I share that I tried going with few expectations from Jon. I know he is a great man who has done great things to promote and teach meditation and mindfulness, and recognized that plenty of his talk likely would include the basics, seeing that he would have a broad-based audience. I also share that Jon’s five guided meditations came nowhere close to my two most amazing guided meditation experiences, which were with Sharon Salzberg in 2011 and Allan Lokos in 2014. Then again, my several subsequent guided meditations with Sharon did not always replicate that same experience with her in 2011, so I conclude that my meditation experiences both mainly depend on me, and the extraordinary experience that I had in 2011 with Sharon with meditation may now seem more commonplace as I pass through deeper and more profound meditative and mindfulness portals as I continue my practice.
Wisely, Jon pointed out that we should shed expected results from meditation. Different people have different results over time from such practice. Meditation is no easy nor immediate fix. It is a lifetime practice filled with peaks and valleys, and sunshine and rainstorms.
Jon also reminded us what we already know but so often forget, which is how precious our lives and all lives are. When one questioner addressed her interest in after-death experiences, Jon emphasized his interest in this current life and in all experiences now through the moment of death, or before death experiences.

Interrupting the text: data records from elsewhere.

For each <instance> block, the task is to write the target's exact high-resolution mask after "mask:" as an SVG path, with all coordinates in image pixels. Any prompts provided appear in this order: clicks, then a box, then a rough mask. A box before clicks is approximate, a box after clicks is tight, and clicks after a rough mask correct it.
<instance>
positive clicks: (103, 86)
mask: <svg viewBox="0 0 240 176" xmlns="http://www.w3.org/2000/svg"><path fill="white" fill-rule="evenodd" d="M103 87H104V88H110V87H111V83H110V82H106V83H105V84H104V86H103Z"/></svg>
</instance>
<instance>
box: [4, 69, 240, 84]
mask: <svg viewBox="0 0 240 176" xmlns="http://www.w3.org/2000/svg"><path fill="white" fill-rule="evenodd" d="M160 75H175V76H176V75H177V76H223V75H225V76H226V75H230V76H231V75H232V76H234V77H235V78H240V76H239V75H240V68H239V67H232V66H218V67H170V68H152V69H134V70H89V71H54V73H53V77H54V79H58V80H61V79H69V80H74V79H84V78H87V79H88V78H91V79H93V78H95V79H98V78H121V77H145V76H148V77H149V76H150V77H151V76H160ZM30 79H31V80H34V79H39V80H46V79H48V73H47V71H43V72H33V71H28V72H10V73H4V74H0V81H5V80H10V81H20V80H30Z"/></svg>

Giving one’s presence is one of the greatest gifts one can give. I always am inspired by the story of the late Beopjeong Seunim who one day helped a woman in deep grief over her son’s recent death, by simply being fully present with her, mostly wordlessly, starting from the moment he poured her tea. Also, I remember a story of how Ho’oponopono teacher and practitioner Morrnah Simeona silently cleaned over a predicament a visitor was having as Morrnah was going about her external tasks. Similarly, we see the magic of Jon’s total presence and caring at minutes 22:00 to 24:00 in this documentary from over twenty year ago about his work.
Jon told us that often he rings the bell to start and end a meditation session. He did not ring the bell to conclude the final meditation, reminding us that the meditation never really ends.
Deeply thanking and bowing to Jon Kabat-Zinn.